Do not allow your staff to pick the EHR. This may be the most important take home message from this book! What you ask?…. this is sacrilege. Every other self help guide says get staff involved in the selection process early. Yes and no. Staff and physicians have different needs and wants. Not all EHRs are equally good at charting as they are in front office functions.
Slick scheduling and front office workflow functions will be very appealing to staff – where they spend the majority of their time in the application. Physicians, on the other hand, spend the majority of their time in the Chart where HPI, diagnosis, orders, and e-prescribing (CPOE) must be fast and efficient. Many EHR installations have failed because the physicians delegated the important task of the EHR selection to the CFO, office manager, or staff without understanding the full impact of a second rate charting component on usability and speed of documentation.
EHR Selection Process
Think about this. If one EHR excels at charting – perhaps improving a physician’s efficiency/productivity by 5%, while at the same time, suffering from a less elegant front office interface – let us presume degrading the efficiency of the nonclinical staff by 5 or even 10%, which EHR is the better choice? The calculation is pretty straight forward. A physician’s time is worth a minimum of $300–$400 per hour; some specialists double or triple this.

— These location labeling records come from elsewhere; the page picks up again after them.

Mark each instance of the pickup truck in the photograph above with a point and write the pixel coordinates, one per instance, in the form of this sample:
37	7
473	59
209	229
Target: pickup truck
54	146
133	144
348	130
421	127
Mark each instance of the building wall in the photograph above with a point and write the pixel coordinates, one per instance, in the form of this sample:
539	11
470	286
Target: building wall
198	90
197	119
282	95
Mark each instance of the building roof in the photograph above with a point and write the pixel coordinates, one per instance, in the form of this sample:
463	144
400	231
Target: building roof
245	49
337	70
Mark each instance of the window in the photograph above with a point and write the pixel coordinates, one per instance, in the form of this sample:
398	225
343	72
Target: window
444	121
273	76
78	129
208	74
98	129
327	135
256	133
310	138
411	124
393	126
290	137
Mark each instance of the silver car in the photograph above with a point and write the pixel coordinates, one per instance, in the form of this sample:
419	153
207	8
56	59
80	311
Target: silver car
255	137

The front office staff are a cost center averaging around 3 FTEs per physician at an hourly rate of $15–$20/hour. That said, it is important to explain the rationale behind your decision making to your staff and it is critical to involve them at every level for a successful implementation.
Conclusion:
If you ultimately select the best “Charting” solution rather than the best “front office” solution, your staff, at first, may be a bit resentful. If the better charting solution improves practice income as advertised, why not reward loyal staff who contributed to a successful roll out with some form of profit sharing?